5. Remember: Brown Rice Isn’t Just For Vegans.

Make the switch from white rice to brown. The consistency is a bit different, but you’ll get a hearty helping of grains to pair with other food on your plate. Plus, the fiber keeps the trains moving on time.

6. Find Better Ways to Satisfy Your Sweet Tooth.

For sugary cravings, Miner suggests fruit, dark chocolate (most are vegan), sorbets and nondairy (often soy) ice creams, which can be found in grocery stores. (Here’s a Grist article on some products on the market.)

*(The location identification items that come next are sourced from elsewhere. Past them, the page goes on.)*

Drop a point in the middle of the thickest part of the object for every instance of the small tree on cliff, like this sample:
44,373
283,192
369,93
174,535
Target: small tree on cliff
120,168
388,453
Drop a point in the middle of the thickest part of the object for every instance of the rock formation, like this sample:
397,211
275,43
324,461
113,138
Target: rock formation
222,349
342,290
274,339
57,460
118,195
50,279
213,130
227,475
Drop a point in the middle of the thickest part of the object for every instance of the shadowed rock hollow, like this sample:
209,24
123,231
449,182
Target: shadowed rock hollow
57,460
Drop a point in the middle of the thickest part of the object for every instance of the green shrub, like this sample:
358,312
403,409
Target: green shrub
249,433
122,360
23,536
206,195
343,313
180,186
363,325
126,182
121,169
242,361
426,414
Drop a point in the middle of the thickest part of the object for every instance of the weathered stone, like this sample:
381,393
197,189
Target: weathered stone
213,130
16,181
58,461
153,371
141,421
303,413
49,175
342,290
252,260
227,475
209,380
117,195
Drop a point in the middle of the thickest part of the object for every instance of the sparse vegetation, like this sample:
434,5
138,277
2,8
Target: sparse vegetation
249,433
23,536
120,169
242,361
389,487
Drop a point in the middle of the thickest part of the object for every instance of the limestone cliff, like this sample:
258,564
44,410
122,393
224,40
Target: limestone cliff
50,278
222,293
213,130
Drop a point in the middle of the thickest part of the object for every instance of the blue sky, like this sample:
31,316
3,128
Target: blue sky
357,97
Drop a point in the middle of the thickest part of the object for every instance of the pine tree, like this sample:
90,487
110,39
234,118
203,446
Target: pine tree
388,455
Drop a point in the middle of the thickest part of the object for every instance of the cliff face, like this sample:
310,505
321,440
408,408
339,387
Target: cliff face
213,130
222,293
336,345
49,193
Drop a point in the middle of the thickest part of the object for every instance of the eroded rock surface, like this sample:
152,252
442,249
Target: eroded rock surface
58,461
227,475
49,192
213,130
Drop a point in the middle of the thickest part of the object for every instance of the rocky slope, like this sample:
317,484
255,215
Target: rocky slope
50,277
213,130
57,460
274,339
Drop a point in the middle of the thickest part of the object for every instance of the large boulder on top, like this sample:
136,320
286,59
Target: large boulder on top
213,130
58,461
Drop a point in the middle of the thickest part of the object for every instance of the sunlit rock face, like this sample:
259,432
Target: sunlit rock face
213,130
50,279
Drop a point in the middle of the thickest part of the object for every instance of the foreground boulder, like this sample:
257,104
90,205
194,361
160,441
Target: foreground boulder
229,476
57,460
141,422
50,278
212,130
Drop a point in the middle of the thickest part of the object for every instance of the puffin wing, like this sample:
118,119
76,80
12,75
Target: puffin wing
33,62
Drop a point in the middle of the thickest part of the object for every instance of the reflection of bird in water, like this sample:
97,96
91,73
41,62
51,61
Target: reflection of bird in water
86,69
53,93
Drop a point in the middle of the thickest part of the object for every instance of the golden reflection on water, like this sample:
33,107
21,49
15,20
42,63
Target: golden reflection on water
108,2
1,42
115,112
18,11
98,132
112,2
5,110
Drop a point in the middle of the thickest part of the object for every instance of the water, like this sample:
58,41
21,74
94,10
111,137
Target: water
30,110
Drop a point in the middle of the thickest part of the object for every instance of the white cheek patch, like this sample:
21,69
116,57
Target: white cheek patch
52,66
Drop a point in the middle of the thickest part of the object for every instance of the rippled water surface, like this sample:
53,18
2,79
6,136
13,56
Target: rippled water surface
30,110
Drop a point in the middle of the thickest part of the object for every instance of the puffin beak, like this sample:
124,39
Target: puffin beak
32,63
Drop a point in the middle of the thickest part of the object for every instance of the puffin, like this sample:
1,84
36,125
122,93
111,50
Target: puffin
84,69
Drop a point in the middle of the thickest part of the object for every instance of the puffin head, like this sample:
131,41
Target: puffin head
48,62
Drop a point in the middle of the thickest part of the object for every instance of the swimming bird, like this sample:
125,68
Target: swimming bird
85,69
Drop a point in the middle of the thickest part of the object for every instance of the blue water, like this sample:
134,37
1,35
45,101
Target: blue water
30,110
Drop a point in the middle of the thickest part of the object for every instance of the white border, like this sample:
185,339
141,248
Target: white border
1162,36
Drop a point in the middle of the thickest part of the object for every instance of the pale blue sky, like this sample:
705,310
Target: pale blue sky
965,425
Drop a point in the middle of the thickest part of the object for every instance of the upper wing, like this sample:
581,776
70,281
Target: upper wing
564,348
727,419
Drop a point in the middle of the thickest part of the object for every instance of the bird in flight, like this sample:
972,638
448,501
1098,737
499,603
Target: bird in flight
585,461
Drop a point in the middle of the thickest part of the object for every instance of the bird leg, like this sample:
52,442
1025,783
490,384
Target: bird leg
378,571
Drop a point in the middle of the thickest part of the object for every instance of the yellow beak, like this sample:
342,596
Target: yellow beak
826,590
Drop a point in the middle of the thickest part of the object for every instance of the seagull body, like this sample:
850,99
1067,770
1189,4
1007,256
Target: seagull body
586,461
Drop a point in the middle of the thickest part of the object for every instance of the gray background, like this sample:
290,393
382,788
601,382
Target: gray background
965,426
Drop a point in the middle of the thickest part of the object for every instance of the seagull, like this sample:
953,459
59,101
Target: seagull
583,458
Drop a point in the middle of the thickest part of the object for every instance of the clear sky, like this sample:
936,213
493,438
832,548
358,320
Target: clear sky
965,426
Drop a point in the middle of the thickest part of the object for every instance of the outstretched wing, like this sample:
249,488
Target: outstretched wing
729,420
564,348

Miner advises that you give yourself at least a month to adapt to a veganized diet. He says a week (such as Winfrey’s challenge) is not enough time to develop good habits or a routine.

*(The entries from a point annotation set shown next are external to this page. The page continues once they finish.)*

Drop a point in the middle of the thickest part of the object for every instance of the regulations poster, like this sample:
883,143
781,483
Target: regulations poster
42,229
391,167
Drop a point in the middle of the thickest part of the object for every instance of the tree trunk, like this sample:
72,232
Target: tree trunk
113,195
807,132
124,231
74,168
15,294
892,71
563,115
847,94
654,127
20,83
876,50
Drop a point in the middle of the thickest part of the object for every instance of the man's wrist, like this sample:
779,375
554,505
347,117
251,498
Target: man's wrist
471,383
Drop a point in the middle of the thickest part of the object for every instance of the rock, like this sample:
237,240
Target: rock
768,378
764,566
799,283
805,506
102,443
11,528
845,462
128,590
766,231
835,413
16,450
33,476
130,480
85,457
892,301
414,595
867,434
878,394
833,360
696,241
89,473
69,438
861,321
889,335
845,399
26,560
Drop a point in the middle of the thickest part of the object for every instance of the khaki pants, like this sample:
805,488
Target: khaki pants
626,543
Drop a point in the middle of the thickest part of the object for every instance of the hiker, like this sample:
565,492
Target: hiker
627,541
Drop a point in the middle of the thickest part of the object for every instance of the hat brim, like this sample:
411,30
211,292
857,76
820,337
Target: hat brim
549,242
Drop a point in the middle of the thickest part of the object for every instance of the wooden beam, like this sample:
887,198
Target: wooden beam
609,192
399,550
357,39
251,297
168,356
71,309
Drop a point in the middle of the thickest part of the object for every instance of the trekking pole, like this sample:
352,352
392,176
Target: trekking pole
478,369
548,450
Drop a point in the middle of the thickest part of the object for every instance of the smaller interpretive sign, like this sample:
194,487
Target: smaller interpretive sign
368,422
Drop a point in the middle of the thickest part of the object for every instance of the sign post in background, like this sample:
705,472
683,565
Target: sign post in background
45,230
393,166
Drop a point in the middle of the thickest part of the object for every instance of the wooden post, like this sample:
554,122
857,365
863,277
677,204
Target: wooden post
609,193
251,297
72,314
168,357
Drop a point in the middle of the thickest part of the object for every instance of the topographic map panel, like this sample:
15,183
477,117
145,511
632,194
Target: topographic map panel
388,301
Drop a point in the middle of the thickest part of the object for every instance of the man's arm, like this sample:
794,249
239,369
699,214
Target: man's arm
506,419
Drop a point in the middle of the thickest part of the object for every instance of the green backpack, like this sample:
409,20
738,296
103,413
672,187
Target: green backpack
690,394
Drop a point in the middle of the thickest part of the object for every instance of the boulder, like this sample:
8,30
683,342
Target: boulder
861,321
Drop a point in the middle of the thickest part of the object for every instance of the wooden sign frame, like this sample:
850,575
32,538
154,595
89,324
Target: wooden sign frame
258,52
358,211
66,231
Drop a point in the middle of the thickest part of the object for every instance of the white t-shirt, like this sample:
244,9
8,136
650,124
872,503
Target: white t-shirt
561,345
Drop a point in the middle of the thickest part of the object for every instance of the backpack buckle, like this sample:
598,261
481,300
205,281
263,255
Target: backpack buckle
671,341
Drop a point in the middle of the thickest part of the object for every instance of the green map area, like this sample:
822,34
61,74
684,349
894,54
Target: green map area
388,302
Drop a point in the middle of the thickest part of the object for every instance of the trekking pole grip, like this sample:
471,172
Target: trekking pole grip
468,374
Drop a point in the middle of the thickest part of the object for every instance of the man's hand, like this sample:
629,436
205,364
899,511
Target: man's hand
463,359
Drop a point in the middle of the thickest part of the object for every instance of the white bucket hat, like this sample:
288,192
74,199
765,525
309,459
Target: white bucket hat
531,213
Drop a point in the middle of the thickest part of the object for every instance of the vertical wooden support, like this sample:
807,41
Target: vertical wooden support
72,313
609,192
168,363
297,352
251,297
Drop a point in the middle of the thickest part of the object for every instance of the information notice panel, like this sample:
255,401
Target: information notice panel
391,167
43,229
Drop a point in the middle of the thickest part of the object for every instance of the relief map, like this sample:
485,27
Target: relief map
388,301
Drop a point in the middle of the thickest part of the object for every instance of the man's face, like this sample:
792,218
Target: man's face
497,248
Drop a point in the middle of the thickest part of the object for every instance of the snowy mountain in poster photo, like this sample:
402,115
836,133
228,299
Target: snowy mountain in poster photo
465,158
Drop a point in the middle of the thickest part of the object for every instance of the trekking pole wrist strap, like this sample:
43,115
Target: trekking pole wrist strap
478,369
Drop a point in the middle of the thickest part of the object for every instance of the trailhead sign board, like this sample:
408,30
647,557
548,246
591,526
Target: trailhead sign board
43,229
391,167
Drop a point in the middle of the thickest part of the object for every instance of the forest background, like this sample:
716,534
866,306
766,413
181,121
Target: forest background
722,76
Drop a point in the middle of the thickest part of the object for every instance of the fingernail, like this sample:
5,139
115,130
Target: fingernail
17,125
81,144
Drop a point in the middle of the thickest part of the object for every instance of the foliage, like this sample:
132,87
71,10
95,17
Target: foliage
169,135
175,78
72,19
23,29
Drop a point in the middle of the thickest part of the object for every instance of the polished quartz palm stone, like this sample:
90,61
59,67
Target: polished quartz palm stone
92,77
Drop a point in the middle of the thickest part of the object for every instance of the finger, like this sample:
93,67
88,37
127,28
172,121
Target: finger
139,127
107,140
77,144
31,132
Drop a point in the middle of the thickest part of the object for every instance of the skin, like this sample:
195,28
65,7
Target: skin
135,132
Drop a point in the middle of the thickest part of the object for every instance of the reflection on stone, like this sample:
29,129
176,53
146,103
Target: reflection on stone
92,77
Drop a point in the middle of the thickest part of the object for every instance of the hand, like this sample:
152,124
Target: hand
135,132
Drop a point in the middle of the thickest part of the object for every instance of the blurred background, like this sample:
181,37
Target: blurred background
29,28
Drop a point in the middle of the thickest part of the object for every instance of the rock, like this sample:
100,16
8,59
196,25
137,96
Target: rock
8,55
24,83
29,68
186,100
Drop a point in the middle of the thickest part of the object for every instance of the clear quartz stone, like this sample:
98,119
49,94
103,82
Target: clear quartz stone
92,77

“If you’re used to eating a lot of salt and sugar in your food, your taste buds might struggle a bit,” he says. “Things might not taste as ‘good’ at first, and your system might need to adjust to processing that extra fiber.”

Los Angeles resident Nancy Henriksen is slowly opting for more vegan choices in her diet because of high cholesterol -- mostly due to dairy products. Henriksen’s adjustments include replacing cow’s milk with soy or rice milk in her cereal and substituting butter with a low-cholesterol dairy-free option such as Smart Balance spread. The substitutes may not taste exactly the same, but she welcomes the changes.

“It forces me to think of new ways to fill the void,” says Henriksen, 45. “It just takes time to get used to. If you were raised on [these foods], you wouldn’t think twice about it. Soon, you just end up preferring it.”